About halfway between Jackson’s Farish Street and Memphis’ Beale Street was Greenville’s Nelson Street, the Main Street of the Black Mississippi Delta. Lined with professional offices, cafes, pool rooms, juke joints and churches, Nelson Street was the place that Black people went in Greenville for nearly everything, from business to pleasure. One place on the street in particular stood out, a legendary blues club called the Flowing Fountain, which had been open just a few short years ago.
Nelson Street began to fall on hard times in the early 1990’s, when crack hit Greenville like a ton of bricks. There had been a lot of comings and goings between the Delta and Chicago, and soon the infamous Chicago gangs were in Greenville streets, and gang graffiti began appearing on Nelson Street bricks. Open-air crack markets and drive-by shootings followed. With Greenville like a war zone, most of the jukes and clubs on Nelson Street closed, and most of the ones that remained decided to shift their focus to a younger crowd, hiring DJ’s to play rap and hip-hop. The one exception was the Fountain, which billed itself “The Blues Capital of the World” and featured local talent like the legendary Roosevelt “Booba” Barnes. Occasionally, tourists defied the warnings from their hotel desk clerks, and ventured to the Fountain for an authentic blues experience. But the presence of rap clubs nearby and the frequency of gunfire in the neighborhood took its toll. Stud Ford, the grandson of the late bluesman T-Model Ford said that the Fountain ended up closing because its older patrons were scared to venture into the area because of the kind of clientele the other clubs nearby were attracting.

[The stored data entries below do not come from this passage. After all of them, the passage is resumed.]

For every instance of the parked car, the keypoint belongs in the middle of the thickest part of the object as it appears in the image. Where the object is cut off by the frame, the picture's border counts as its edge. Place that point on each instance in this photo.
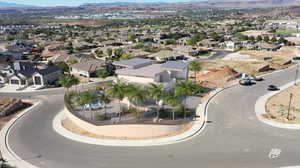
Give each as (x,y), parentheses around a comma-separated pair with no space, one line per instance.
(245,82)
(273,88)
(94,106)
(258,78)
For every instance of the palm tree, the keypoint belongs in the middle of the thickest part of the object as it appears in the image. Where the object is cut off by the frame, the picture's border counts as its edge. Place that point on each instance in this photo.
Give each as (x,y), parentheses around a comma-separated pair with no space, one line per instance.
(184,89)
(118,90)
(105,99)
(87,98)
(158,93)
(195,66)
(136,95)
(173,101)
(67,81)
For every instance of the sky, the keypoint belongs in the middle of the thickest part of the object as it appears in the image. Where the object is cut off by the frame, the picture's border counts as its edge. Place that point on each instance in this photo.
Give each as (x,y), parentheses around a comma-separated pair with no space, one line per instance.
(78,2)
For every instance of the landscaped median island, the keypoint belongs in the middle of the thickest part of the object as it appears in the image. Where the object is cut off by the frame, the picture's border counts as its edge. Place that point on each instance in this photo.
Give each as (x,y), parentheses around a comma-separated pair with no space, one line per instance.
(279,107)
(121,110)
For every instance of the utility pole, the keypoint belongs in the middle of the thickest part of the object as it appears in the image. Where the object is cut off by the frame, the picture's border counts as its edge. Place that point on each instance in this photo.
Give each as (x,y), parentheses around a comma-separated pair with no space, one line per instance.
(291,96)
(296,76)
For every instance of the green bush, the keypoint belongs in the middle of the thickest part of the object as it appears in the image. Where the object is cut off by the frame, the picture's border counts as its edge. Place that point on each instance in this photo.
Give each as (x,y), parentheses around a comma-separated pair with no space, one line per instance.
(101,117)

The building still sits proudly and a little sadly at the center of what was once the business district. The front has been painted with a sort of gallery of important Black Greenvillians including “Boogaloo” Ames and “Booba” Barnes. Nearby, a historic marker explains the significance of Nelson Street. But there is nothing here anymore but nostalgia. A club on Walnut Street a couple of miles away claims to offer live blues on weekends, but it doesn’t book anyone well-known, and tourists have learned to make their way to Clarksdale if they are searching for the blues. Despite a storied past and great potential, Greenville’s Nelson Street is only a memory.
5 Replies to “The Death of Nelson Street”
Thanks for this post! Is there any remnant of Booba’s club “The Playboy Club” which was located on Nelson Street? He apparently abandoned it when he moved to Chicago in the 90’s, and I’ve never heard anything about its fate.
Little Milton name-checks the Flowing Fountain in “Annie Mae’s Cafe”. George Jackson wrote that song, not Milton, but I’ve always had the feeling that Milton had the Fountain in mind when he sang it.
Little Milton use to park his van in Soybean City. Little Milton love Greenville, was there half of every year.
The Flowing Fountain is still alive in the form of my mother who ran the Flowing Fountain. Peaches was the Flowing Fountain as well as Peaches Lounge. Any blues entertainer that ever set foot on Nelson St. knew Peaches
This is sad, I loved Roosevelt ‘Booba’ Barne’s album, The Heartbroken Man. I was just a young white kid in Oregon, but I played that album to death on the blues show I hosted on my college radio station. I used to think it would be so cool to see Barnes live in a real junk joint.